To be sure, director Ron Garcia’s 1975 subpar (at least on a purely aesthic level) exploitation effort, filmed back-to-back with Don Jones’ superior Abduction and featuring much of the same “talent” both in front of and behind the camera (be on the lookout for Jones regular Gary Kent as one of the swingin’ husbands in this one, for example — and I probably shouldn’t have put those quote marks around the word talent in the dismissive way I did given that Jones himself was the cinematographer on this one, with Garcia assuming those responsibilities on Abducted, and both are pretty good, and certainly well-respected, talents-minus-scare-quotes-to-imply-derision, with Garcia continuing to work as a cinematographer on mainstream prime-time network TV dramas like the new Hawaii Five-O to this day and Jones going on to direct much more fondly-remembered films than this one such as The Forest) is plodding, drawn out (105 minutes!), and hopelessly predictable — but don’t hold all that against it, because depending on your sensibilities, it’s also one of the downright sickest and most repugnant pieces of business you’ll ever come across, and for that alone, it’s certainly worth watching.

But first, a little plot background — and believe me when I say a little is all that’s needed. Charlie Tishman (Mikel Angel, here working under the impenetrably weird pseudonym of “Eastman Price,” and best known for his directorial work in the exploitation biz himself on such “roughie” softcore fare as The Psycho Lover) is an (apparently) successful criminal defense attorney in the Los Angeles area.
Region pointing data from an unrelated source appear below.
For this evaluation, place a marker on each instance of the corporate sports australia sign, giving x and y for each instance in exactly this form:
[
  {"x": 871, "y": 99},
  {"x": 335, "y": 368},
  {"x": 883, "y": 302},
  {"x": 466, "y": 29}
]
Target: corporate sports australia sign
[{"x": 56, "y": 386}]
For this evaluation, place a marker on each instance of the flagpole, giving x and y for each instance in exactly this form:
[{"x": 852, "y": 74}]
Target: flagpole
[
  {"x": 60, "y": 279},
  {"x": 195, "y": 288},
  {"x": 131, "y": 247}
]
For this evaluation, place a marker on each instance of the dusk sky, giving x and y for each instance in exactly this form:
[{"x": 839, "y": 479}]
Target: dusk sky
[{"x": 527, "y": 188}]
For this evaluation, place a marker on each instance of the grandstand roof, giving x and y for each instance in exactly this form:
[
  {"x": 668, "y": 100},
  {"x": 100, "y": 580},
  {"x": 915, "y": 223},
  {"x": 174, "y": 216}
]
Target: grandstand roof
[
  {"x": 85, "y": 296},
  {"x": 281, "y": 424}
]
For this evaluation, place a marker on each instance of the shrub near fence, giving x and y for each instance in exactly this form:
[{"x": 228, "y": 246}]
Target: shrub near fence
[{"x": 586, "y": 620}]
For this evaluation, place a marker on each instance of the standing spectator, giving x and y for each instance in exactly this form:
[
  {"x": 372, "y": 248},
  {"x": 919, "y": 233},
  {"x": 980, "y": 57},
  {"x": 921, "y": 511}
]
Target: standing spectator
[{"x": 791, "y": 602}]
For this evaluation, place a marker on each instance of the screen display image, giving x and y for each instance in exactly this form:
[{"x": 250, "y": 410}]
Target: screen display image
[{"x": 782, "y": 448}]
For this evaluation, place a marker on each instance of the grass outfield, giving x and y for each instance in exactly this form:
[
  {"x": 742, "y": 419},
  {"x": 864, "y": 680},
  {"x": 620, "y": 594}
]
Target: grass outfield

He’s got money, status (the cops seems to actually like the guy, which isn’t a common thing when it comes to law enforcement and defense lawyers) and a loving-and-none-too-shabby-in-the-looks-department wife at home, Amy (Joyanne Mitchell, working pseudonymously here as well under the handle of “Jan Mitchell”). So of course he’s bored out of his mind. In between swigging down VO-and-7s (I counted him drinking at least a dozen of them over the course of the flick), he convinces the Mrs. that maybe trying out the local swingers scene isn’t such a bad idea and might jazz things up a bit as far as their love life goes. At first she’s reluctant, but after a few scenes of him doing nothing but prodding her on the subject, and a “love scene” that shows him getting on top of her and getting his rocks off in, I shit you not, exactly eight seconds, she finally agrees. You would too.

They hit a local night spot for the swingin’ set called, again I shit you not, Filthy McNasty’s (a bar that apparently even has its own theme song as the lame-ass band on stage there is playing a number called “Filthy McNasty”), meet up with some other local fun-loving couples (cue the appearances of Digard, Jordan, and Bond mentioned earlier — and again, I stress that while there is certainly a fair, though hardly copious,? amount of nudity in this flick, none of these three extremely-popular-at-the-the-time-and-all-damn-nice-looking ladies ever sheds her clothes in front of the camera — surely some kind of bizarre record, because I don’t think I’ve seen a single other film these women were in, either separately or together (and they often appeared in the same large-cast softcore productions in different scenes) where even one of them, much less all three, kept their assets concealed) and find themselves invited to a little private party at one of the couple’s homes. And that’s where the troubles begin.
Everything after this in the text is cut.